Alors, Liv propose, sur son compte Instagram, de faire un live pour en discuter avec ses collègues. C’est ici que l’histoire s’enclenche. Car le geste de Liv fait signe vers une réflexion en cours côté CGT. « Au moment où je tombe sur la story de Liv, on se disait en interne au syndicat qu’il fallait qu’on fasse quelque chose », raconte Tristan Ihn, délégué général du SFA-CGT. « Alors je lui ai proposé que le SFA-CGT soit le lieu de ces réflexions », explique-t-il. « On a déjà quelques individualités qui sont syndiquées, notamment pour des aides juridiques contre des employeurs ».
C’est que le métier de drag, s’il existe depuis très longtemps, a énormément évolué depuis l’arrivée de Drag Race France. « C’est un énorme boom », confirme Liv, « et c’est pour cela qu’il faut vite encadrer le métier, avant qu’il ne soit trop tard ».
Cette nouvelle donne a bien sûr suscité l’émergence massive de figures drag. Mais dans un paysage professionnel dépourvu de cadre et où l’information est rare, beaucoup se tournent vers le statut d’auto-entrepreneur, en délaissant l’intermittence du spectacle. « Le problème, c’est qu’en faisant cela, personne ne cotise. L’intermittence, c’est aussi de la solidarité pour toustes, donc j’en appelle à la vigilance de toutes les artistes. Et puis, pour un milieu qui se dit très politique, l’autoentreprise, ce n’est pas très militant, très anticapitaliste ni très solidaire », glisse-t-elle.
Autre urgence pour la drag king : 2027. « Je ne suis pas sûr qu’avec la droite ou l’extrême droite au pouvoir, on pourra continuer librement.
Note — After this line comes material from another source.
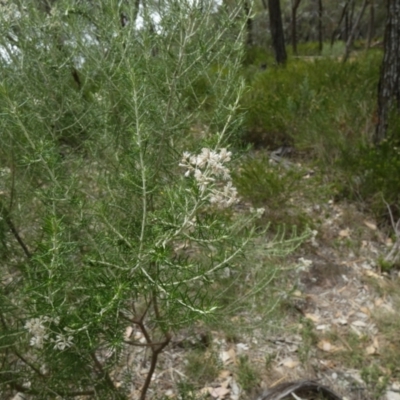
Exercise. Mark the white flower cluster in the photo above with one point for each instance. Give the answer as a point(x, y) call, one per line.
point(38, 328)
point(209, 171)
Donc d’ici-là, autant travailler pour avoir quelques lignes de droits, et pouvoir lutter collectivement si besoin ».
Groupes de travail
Le 11 juin apparaît donc comme un premier jalon. Plus qu’une réunion pour syndiquer les drags, il s’agissait avant tout de constituer de groupes de travail, apte à s'emparer des problématiques du métier. « Maintenant, nous avons deux axes de travail », reprend Tristan : « D’abord, institutionnel, c’est-à-dire trouver la bonne convention collective, et faire bouger les lignes. Puis, plus immédiat, travailler sur une charte inspirée de celle des auteurs-plasticiens. Elle n’a pas de valeur légale, mais s’il y a assez de nombre, cela apporte un rapport de force, en attendant une convention collective ». Si le SFA-CGT se méfie des chartes qui n’ont pas de poids juridique, « C’est un bon point de départ, cela permet de dire : ‘On a décidé collectivement de tel tarif’ », concède Tristan.
Après ce 11 juin, des groupes de travail sont en train d’être créés. « Il y en aura sur la rémunération, sur les conditions de travail, sur l’inclusivité…» égrène Liv, qui sera coordinatrice de ce projet. « Je veux pouvoir aller aux négociations en tant que porte-parole des artistes avec qui je suis en lien et qui me font confiance », lâche-t-elle.
Tristan note : « On a eu des échos de pratiques très graves de la part d'employeurs d’artistes drags. Maintenant, avec des syndiqués, cela vous nous permettre de créer des contentieux, de fournir des connaissances juridiques et des ressources financières ». « Avant, on ne savait pas trop qui appeler. Maintenant, on sait qu’en cas de besoin, un appel, et on a le SFA-CGT au soutien », conclut Liv.